Autor:innen:
Marietta von Siemens | Klinikum der Universität München | Germany
PD Dr. Rudolf A. Jörres | Klinikum der Universität München | Germany
Prof. Dr. med. Jürgen Behr | Klinikum der Universität München | Germany
Prof. Dr. med. Peter Alter | Philipps-University Marburg | Lithuania
Johanna Lutter | Helmholtz Zentrum München GmbH | Germany
Dr. Sandra Söhler | University of Marburg | Germany
Prof. Dr. med. Tobias Welte | Hannover Medical School | Gibraltar
PD Dr. med. Henrik Watz | Pulmonary Research Institute at LungenClinic Grosshansdorf | Germany
Franziska Trudzinski | Saarland University Hospital | Germany
Prof. Dr. Winfried Rief | University of Marburg | Germany
Britta Herbig | Klinikum der Universität München | Germany
Dr. Kathrin Kahnert | Klinikum der Universität München | Germany
The diagnosis of depression, a frequent comorbidity of COPD, is often supported by questionnaires, such as the Patient Health Questionnaire 9 (PHQ-9). It is unknown to which extent its single questions are affected by the characteristics of COPD patients.
We addressed this question in 2255 GOLD grade 1-4 patients from the COSYCONET COPD cohort. The dependence on COPD severity was assessed using symptoms, exacerbation risk (GOLD A-D; mMRC), and frequent comorbidities as predictors of PHQ-9 results, while including age, gender, BMI and smoking habits as covariates.
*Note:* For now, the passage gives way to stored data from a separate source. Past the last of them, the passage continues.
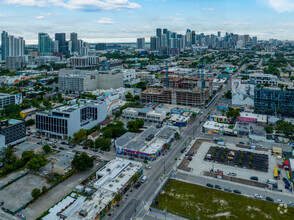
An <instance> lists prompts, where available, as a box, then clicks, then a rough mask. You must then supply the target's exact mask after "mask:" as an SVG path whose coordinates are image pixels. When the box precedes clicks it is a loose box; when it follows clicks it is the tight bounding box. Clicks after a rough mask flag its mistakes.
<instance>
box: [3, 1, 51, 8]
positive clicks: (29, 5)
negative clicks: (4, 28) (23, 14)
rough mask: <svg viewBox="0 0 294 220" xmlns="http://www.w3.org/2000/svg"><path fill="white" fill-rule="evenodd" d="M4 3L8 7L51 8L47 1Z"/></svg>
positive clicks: (3, 1) (3, 2)
mask: <svg viewBox="0 0 294 220" xmlns="http://www.w3.org/2000/svg"><path fill="white" fill-rule="evenodd" d="M49 1H50V0H49ZM3 3H4V4H8V5H21V6H37V7H47V6H49V4H48V1H47V0H4V1H3Z"/></svg>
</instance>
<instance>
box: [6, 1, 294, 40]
mask: <svg viewBox="0 0 294 220" xmlns="http://www.w3.org/2000/svg"><path fill="white" fill-rule="evenodd" d="M0 4H1V8H0V30H1V31H2V30H5V31H8V32H9V33H11V34H13V35H16V36H22V37H24V39H25V40H26V42H27V44H37V42H38V33H39V32H44V33H48V34H49V35H50V37H54V34H55V33H63V32H64V33H66V34H67V38H69V33H71V32H77V33H79V37H80V39H83V40H84V41H87V42H89V43H97V42H106V43H109V42H136V39H137V38H141V37H145V38H146V42H149V39H150V37H151V36H153V35H154V29H155V28H157V27H161V28H168V29H171V30H173V31H175V32H178V33H182V34H183V33H185V31H186V29H187V28H190V29H193V30H196V32H197V33H198V34H199V33H204V34H211V33H214V34H216V32H217V31H222V32H223V33H225V32H229V33H230V32H234V33H238V34H240V35H242V34H249V35H251V36H257V37H258V38H259V39H270V38H277V39H280V40H286V39H288V40H294V38H292V37H291V36H292V35H293V31H292V30H291V27H293V26H294V19H293V18H292V17H293V16H291V15H293V13H294V2H293V1H290V0H276V1H274V0H250V1H246V2H245V1H244V2H236V1H232V0H223V1H215V0H208V1H205V2H201V1H198V0H197V1H189V0H183V1H180V2H179V1H176V0H148V1H147V0H116V1H113V0H112V1H110V0H105V1H100V0H99V1H98V0H97V1H90V2H89V3H81V2H79V1H74V0H70V1H67V2H65V1H61V0H55V1H47V0H40V1H38V0H30V1H27V0H23V1H19V0H1V1H0ZM248 11H250V15H251V16H249V15H248ZM23 20H26V23H25V24H24V23H23Z"/></svg>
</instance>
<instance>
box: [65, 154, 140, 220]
mask: <svg viewBox="0 0 294 220" xmlns="http://www.w3.org/2000/svg"><path fill="white" fill-rule="evenodd" d="M142 173H143V170H142V164H141V163H138V162H135V161H131V160H126V159H122V158H116V159H114V160H111V161H110V162H108V163H107V164H106V165H105V166H104V167H102V168H101V169H100V170H98V171H97V172H96V179H98V180H97V181H96V182H95V183H94V187H95V188H96V189H97V191H96V192H95V193H94V194H93V195H92V196H91V199H88V200H85V201H84V203H83V204H82V205H81V206H79V207H78V208H77V209H75V210H74V211H73V212H72V213H68V212H66V210H65V212H66V213H67V216H68V217H67V219H69V220H77V219H102V218H103V217H104V216H105V215H106V213H107V212H108V211H109V210H110V208H111V206H115V205H116V203H117V201H115V195H116V194H118V193H119V194H121V195H123V194H125V193H126V192H127V190H128V189H129V188H130V187H131V185H132V184H133V181H132V177H133V176H134V175H138V176H140V175H141V174H142ZM70 207H71V206H69V208H70Z"/></svg>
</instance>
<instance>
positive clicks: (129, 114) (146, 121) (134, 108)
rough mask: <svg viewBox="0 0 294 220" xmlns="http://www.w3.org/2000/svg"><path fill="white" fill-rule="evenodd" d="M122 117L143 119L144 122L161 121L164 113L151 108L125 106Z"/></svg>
mask: <svg viewBox="0 0 294 220" xmlns="http://www.w3.org/2000/svg"><path fill="white" fill-rule="evenodd" d="M122 117H123V118H126V119H132V120H135V119H143V120H144V121H146V122H155V123H159V122H162V121H163V120H164V119H165V117H166V113H165V112H164V111H156V110H153V109H152V108H141V109H139V108H126V109H124V110H123V112H122Z"/></svg>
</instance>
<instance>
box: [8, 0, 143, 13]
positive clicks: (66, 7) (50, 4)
mask: <svg viewBox="0 0 294 220" xmlns="http://www.w3.org/2000/svg"><path fill="white" fill-rule="evenodd" d="M3 3H4V4H11V5H22V6H37V7H47V6H50V5H55V6H60V7H64V8H67V9H71V10H87V11H97V10H123V9H134V8H140V7H141V6H140V5H139V4H137V3H134V2H130V1H129V0H87V1H81V0H4V2H3Z"/></svg>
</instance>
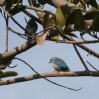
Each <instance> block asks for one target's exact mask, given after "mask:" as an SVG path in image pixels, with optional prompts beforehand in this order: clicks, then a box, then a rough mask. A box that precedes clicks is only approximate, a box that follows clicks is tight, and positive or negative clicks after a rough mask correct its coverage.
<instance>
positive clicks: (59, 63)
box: [49, 57, 70, 72]
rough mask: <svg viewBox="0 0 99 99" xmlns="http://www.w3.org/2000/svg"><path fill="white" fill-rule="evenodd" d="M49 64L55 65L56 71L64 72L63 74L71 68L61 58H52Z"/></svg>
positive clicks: (49, 62) (49, 61) (57, 57)
mask: <svg viewBox="0 0 99 99" xmlns="http://www.w3.org/2000/svg"><path fill="white" fill-rule="evenodd" d="M49 63H52V64H53V68H54V69H55V70H56V71H63V72H67V71H70V68H69V67H68V66H67V64H66V63H65V62H64V60H62V59H61V58H59V57H52V58H50V61H49Z"/></svg>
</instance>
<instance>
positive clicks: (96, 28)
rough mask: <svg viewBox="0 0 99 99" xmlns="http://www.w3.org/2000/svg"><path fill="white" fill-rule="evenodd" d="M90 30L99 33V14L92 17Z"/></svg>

Symptoms and exacerbation risk were associated in an additive manner, with mean elevations in the PHQ-9 sum score by 2.75 and 1.44 points, respectively. Asthma, sleep apnoea, gastrointestinal disorders, osteoporosis and arthritis were linked to increases by 0.8 to 1.3 points. Overall, the COPD characteristics contributed to the mean score by increases from 4.5 or 5.2 to 6.3 points, respectively, when either taking GOLD A as reference or the absence of comorbidities, independent of the diagnosis of mental disorder or intake of antidepressants. The presence of COPD led to an increase in the proportion of scores indicating depression from 12 to 22%. Single item analysis revealed homogenous effects regarding GOLD groups, but heterogeneous effects regarding other COPD characteristics.
These findings indicate specific effects of COPD severity, especially symptoms and exacerbation risk, on the PHQ-9 depression score, explain the high prevalence of depression in COPD. Alternatively, our findings raise the question of a bias from COPD severity on the PHQ-9, but also suggest COPD treatment effects on depression scores.